Intermittent hypoxia (IH)-associated cognition decline is related to the neuroinflammation of microglia. SUMOylation is a post-translational modification related to multiple human diseases, which can be reversed by SENP1. Studies showed that SENP1 and PPARγ play essential roles in restricting inflammation by blocking NF-κB activation. However, the mechanism remains unclear. Herein, we investigated the precise mechanism underlying SENP1 and PPARγ in cognitive decline after IH insult. Biochemical analysis results revealed that IH triggered the inflammatory response and neuronal apoptosis, increased the SUMOylation of PPARγ, and decreased the level of PPARγ compared to that in the normoxia group. After SENP1 downregulation, the inflammatory response, neuronal apoptosis and the SUMOylation of PPARγ were enhanced, and the level of PPARγ was further decreased in vitro and in vivo. However, the application of PPARγ agonist, GW1929, abolished the enhancement of inflammation and neuronal apoptosis in vitro.
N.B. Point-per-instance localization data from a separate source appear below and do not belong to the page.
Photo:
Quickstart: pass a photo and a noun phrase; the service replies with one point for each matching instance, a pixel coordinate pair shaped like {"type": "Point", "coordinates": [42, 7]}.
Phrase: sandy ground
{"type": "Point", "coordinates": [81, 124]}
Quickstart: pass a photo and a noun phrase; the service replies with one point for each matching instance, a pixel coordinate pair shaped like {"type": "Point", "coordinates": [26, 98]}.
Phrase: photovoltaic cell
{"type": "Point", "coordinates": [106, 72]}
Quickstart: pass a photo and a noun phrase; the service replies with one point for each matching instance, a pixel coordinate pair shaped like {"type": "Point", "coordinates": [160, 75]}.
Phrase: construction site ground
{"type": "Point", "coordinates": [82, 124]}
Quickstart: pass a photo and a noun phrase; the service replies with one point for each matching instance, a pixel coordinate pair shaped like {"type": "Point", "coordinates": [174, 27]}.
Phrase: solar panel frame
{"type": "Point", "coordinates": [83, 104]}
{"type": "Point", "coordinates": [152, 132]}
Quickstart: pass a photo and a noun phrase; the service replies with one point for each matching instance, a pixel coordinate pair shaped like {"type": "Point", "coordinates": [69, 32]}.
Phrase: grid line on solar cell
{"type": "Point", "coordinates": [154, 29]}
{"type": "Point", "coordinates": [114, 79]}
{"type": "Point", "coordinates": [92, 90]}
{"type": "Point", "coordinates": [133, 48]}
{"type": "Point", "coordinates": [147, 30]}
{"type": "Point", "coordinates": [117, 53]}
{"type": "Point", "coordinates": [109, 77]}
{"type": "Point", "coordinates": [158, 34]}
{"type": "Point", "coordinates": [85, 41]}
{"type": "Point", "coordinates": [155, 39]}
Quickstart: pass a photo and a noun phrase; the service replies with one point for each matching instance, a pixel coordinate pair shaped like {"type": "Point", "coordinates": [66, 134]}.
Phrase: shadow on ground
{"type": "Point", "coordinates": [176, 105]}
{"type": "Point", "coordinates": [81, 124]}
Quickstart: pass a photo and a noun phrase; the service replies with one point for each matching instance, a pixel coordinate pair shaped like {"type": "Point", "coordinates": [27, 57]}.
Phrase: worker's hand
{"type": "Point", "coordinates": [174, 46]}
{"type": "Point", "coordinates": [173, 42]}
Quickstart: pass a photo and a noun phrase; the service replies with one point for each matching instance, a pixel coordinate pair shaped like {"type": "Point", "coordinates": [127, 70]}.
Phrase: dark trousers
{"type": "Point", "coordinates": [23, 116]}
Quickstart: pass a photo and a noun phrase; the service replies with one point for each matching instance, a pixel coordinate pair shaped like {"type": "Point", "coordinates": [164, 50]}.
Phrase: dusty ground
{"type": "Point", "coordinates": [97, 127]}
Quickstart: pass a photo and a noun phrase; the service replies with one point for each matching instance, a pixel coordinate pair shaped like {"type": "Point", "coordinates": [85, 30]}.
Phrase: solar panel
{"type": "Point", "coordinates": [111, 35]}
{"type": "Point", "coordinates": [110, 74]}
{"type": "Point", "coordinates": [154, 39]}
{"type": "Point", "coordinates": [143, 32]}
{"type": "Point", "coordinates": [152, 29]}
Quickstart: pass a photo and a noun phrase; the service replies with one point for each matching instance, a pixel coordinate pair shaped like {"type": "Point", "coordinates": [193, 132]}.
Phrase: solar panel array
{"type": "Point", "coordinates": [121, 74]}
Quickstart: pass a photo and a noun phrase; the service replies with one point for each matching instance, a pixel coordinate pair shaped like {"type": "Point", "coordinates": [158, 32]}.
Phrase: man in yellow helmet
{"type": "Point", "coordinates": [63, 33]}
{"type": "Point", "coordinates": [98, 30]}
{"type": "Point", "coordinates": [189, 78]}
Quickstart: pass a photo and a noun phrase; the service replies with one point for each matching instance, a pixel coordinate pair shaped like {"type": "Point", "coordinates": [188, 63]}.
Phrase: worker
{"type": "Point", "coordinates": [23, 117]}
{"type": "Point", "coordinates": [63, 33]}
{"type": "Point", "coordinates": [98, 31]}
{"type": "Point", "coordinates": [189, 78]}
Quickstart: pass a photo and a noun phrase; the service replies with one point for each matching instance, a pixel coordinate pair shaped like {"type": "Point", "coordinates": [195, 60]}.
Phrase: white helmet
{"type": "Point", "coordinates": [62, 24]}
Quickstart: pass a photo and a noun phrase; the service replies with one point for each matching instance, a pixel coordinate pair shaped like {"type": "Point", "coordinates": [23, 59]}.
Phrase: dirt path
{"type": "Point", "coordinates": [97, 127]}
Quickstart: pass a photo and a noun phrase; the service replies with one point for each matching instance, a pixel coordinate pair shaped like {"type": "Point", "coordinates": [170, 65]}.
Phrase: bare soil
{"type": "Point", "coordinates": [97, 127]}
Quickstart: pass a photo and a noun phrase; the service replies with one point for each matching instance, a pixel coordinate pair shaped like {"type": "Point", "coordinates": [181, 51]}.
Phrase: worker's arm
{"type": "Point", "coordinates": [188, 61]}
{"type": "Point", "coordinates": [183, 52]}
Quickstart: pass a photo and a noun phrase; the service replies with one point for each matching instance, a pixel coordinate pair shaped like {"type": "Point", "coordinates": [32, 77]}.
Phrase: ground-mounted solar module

The Morris Water Maze results showed that both IH groups mice exhibited longer latency and shorter dwell-time in the goal quadrant than normoxia groups. Notably, SENP1 downregulation aggravated these alterations. Overall, these results showed that SENP1 played an essential role in IH-associated cognitive dysfunction. SENP1 depletion aggravated neuroinflammation and neuronal apoptosis via promoting the SUMOylation of PPARγ, reducing the level of PPARγ, thus exaggerating IH-induced cognitive decline.